Setting In addition to a clear purpose and well-developed performance criteria, portfolio assessments must take into account the setting in which the students' performance will be gathered. While many portfolio pieces can be gathered by the teacher in the classroom, other pieces cannot. When portfolios include oral speaking, science experiments, artistic productions, and psychomotor activities, special equipment or arrangements may be needed to properly collect the desired student performance. Many teachers underestimate the time it takes to collect the processes and products that make up portfolios and the management and record keeping needed to maintain them. An important dimension of using portfolios is the logistics of collecting and maintaining the students' portfolios. Portfolios require space. They have to be stored in a safe but accessible place. A system has to be established for the students to add or subtract pieces of their portfolios. Maintaining portfolios requires time and organization. Materials such as envelopes, crates, tape recorders, and the like will be needed for assembling and storing the students' portfolios.

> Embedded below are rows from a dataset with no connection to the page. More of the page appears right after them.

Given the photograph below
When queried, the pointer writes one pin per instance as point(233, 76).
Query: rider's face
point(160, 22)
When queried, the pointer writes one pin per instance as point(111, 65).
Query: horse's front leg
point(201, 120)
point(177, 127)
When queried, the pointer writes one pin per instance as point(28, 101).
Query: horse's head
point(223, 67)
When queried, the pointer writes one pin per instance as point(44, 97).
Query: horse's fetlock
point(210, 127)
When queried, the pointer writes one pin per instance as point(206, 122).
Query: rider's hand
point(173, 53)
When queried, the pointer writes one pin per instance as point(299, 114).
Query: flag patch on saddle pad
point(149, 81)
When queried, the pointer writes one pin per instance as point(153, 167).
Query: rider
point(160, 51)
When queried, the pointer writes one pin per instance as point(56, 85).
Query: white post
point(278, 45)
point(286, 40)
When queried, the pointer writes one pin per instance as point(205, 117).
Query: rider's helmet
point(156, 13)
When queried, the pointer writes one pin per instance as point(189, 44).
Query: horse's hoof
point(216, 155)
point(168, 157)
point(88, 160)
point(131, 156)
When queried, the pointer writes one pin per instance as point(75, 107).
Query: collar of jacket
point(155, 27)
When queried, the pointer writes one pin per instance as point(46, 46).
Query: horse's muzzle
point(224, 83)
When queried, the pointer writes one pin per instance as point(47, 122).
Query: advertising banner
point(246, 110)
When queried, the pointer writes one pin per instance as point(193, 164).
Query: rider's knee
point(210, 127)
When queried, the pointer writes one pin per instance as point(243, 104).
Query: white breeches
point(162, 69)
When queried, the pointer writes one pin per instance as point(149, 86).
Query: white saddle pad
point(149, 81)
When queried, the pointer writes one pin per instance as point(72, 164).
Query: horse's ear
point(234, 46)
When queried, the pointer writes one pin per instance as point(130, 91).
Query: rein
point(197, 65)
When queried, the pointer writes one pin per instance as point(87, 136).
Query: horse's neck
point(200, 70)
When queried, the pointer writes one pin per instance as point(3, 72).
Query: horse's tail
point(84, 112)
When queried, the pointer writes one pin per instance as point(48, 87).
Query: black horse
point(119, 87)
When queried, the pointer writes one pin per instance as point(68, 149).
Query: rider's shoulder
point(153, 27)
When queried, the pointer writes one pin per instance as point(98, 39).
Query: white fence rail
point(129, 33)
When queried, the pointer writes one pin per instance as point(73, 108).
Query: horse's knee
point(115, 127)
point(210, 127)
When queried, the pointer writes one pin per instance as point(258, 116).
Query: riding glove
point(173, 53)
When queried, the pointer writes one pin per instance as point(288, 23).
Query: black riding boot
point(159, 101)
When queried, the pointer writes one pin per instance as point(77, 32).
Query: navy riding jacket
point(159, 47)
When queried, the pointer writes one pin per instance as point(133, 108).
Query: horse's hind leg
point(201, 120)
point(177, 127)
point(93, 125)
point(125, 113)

Scoring Scoring portfolios can be a time-consuming task. Not only does each individual portfolio piece have to be assessed, but the summarized pieces must also be assessed to provide an overall portfolio performance. Consider the difference in managing and scoring portfolios that contain varied processes or products compared with portfolios that contain examples of a single process or product. The m ulti­ focused portfolio provides a wide range of student performance, but at a substantial logistical and scoring cost to the teacher. The single-focus portfolio does not provide the breadth of varied student performances of the multi-focused portfolio but can be managed and scored considerably more quickly.